In the mix: Making a visible difference in nursing
Stressed Out Nurses Weekly, October 13, 2008
Many nurses enter the field because they want to make a difference and they know the care they provide can make significant changes in their patients' lives.
But many nurses are learning the differences they make can extend beyond healthcare facilities, and across state lines, countries, and continents. These differences can be eye opening-like the ones made by nurses volunteering with the global, nonprofit organization, Unite For Sight.
"The [Unite For Sight] nurses that travel abroad are able to see the effect that they are personally having [on patients] immediately," says Jennifer Staple, founder, president, and CEO of the organization. "Most of the patients that they see are completely blind. The nurses see them go from being completely blind, to having their vision entirely restored, and they participate in all aspects of the program."
Unite For Sight, which Staple started as a student organization in 2000 to provide basic vision screening and vision health education programs in New Haven, CT, has grown into a worldwide mission to improve eye health and eliminate preventable blindness.
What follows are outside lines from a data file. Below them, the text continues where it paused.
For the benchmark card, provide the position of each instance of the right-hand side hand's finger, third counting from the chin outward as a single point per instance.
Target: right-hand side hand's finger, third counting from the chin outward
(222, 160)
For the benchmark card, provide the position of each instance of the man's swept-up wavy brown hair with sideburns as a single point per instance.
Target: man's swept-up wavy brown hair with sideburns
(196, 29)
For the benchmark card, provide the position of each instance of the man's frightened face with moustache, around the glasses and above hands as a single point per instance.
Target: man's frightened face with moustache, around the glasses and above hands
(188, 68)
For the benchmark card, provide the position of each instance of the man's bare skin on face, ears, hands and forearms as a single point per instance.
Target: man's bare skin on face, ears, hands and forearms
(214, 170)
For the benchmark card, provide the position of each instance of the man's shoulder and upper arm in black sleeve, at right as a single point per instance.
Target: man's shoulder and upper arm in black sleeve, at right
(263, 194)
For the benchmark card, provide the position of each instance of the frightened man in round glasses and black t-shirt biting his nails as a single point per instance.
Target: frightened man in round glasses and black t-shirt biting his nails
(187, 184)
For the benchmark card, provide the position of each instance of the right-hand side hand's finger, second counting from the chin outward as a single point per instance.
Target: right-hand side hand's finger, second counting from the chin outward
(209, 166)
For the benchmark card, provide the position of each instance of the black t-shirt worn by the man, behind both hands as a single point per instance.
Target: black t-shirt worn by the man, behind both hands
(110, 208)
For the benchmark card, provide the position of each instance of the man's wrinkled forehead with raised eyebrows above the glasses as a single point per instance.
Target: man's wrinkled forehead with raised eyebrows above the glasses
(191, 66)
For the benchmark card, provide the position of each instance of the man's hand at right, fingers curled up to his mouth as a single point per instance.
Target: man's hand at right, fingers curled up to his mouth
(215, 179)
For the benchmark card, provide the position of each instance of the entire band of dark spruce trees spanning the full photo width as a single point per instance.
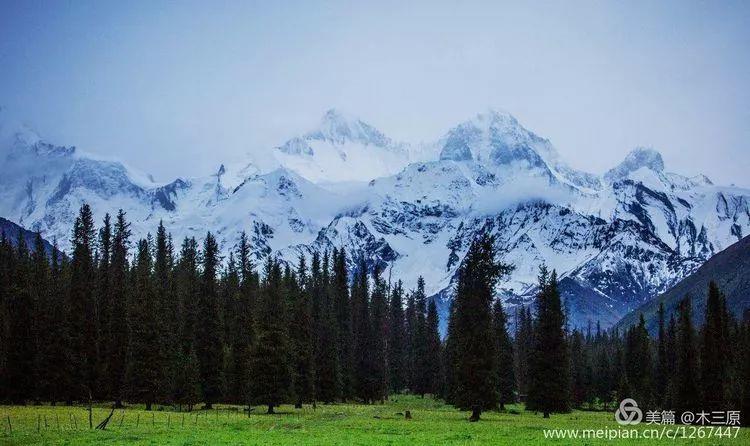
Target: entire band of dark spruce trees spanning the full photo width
(147, 322)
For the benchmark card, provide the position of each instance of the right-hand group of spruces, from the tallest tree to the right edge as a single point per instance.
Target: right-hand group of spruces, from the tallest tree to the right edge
(553, 369)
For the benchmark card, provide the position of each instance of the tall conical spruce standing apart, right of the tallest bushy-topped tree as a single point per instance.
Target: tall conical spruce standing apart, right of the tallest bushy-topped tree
(549, 372)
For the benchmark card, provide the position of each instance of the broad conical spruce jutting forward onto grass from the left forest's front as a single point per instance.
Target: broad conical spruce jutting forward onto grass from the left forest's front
(270, 362)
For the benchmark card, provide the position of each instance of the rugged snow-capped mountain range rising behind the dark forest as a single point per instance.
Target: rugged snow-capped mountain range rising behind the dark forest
(616, 240)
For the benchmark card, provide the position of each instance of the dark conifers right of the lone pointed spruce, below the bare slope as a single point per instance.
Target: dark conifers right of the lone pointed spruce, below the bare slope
(682, 368)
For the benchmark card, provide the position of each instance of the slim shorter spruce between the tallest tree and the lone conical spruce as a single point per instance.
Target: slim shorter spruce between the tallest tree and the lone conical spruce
(505, 378)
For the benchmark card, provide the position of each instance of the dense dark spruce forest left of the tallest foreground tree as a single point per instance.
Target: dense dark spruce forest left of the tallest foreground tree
(147, 324)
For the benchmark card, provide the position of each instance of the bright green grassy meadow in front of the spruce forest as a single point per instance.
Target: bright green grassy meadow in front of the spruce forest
(433, 424)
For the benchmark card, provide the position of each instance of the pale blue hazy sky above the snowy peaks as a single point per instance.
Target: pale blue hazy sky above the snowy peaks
(177, 88)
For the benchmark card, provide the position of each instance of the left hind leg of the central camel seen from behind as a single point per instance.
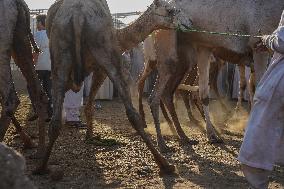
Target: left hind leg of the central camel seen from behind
(61, 59)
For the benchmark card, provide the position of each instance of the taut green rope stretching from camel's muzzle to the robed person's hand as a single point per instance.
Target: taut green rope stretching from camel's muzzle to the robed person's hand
(217, 33)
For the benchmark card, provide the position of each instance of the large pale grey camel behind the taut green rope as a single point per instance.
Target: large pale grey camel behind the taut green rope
(257, 16)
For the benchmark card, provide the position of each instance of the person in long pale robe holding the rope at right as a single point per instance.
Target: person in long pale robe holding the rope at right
(263, 144)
To date, more than 600,000 people have received eye care internationally and more than 16,655 sight-restoring surgeries have been coordinated and funded for patients living in extreme poverty in Africa and Asia.
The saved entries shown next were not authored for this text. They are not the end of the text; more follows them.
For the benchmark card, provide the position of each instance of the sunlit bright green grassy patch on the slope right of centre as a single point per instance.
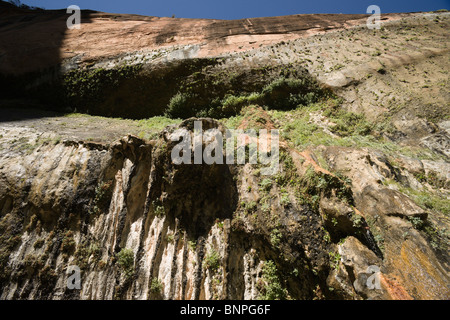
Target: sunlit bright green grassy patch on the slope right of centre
(351, 130)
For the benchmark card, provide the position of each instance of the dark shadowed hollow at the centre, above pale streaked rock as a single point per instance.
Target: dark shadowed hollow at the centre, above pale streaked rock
(194, 194)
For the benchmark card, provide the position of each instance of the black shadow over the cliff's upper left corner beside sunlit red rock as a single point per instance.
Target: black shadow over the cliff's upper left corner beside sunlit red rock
(30, 53)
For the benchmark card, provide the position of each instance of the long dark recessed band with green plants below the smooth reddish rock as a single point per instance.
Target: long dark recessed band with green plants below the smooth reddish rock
(191, 87)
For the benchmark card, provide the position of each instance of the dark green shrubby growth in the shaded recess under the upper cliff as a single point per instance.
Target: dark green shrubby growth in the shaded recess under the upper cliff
(220, 94)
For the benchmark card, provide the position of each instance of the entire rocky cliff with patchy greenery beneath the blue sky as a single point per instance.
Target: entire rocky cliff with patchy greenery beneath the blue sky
(364, 163)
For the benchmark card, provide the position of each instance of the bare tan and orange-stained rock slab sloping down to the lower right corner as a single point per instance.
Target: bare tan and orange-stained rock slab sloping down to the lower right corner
(389, 214)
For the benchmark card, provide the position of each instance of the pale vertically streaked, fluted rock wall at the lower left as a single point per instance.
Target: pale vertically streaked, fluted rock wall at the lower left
(82, 203)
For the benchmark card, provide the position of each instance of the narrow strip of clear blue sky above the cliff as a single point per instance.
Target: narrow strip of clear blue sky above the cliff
(237, 9)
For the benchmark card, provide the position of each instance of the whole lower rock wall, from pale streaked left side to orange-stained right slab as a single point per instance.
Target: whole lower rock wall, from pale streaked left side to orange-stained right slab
(206, 231)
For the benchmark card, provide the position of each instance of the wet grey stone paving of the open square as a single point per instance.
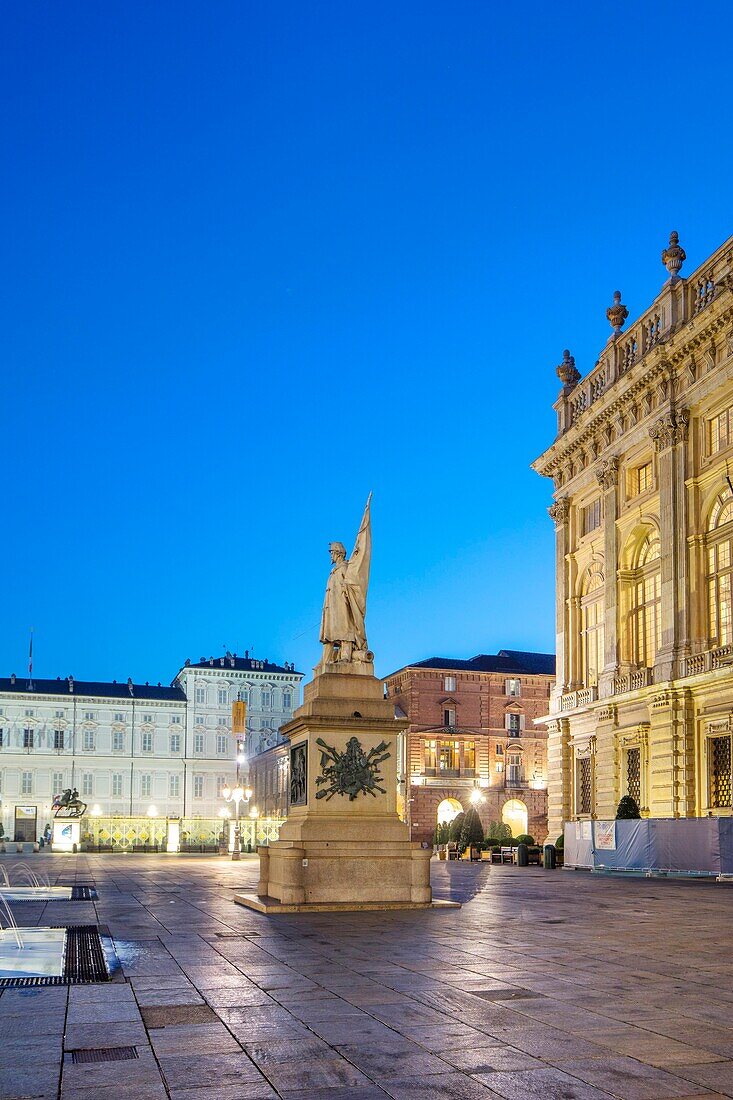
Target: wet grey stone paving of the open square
(544, 985)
Nurses' commitment is important to the program. "Nurses far outnumber doctors in almost every field of medicine," says James Clarke, MD, ophthalmologist at Crystal Eye Clinic in Ghana. "Therefore with more nurses involved, outreach activities can reach many more people and those who need to see doctors can be referred to see the doctors who are available."
Staple's vision
As a Yale University student, Staple worked in an eye doctor's office where she came in contact with many patients with eye diseases that could have been averted by early medical intervention. This, she says, is what motivated her to start Unite For Sight and expand it worldwide.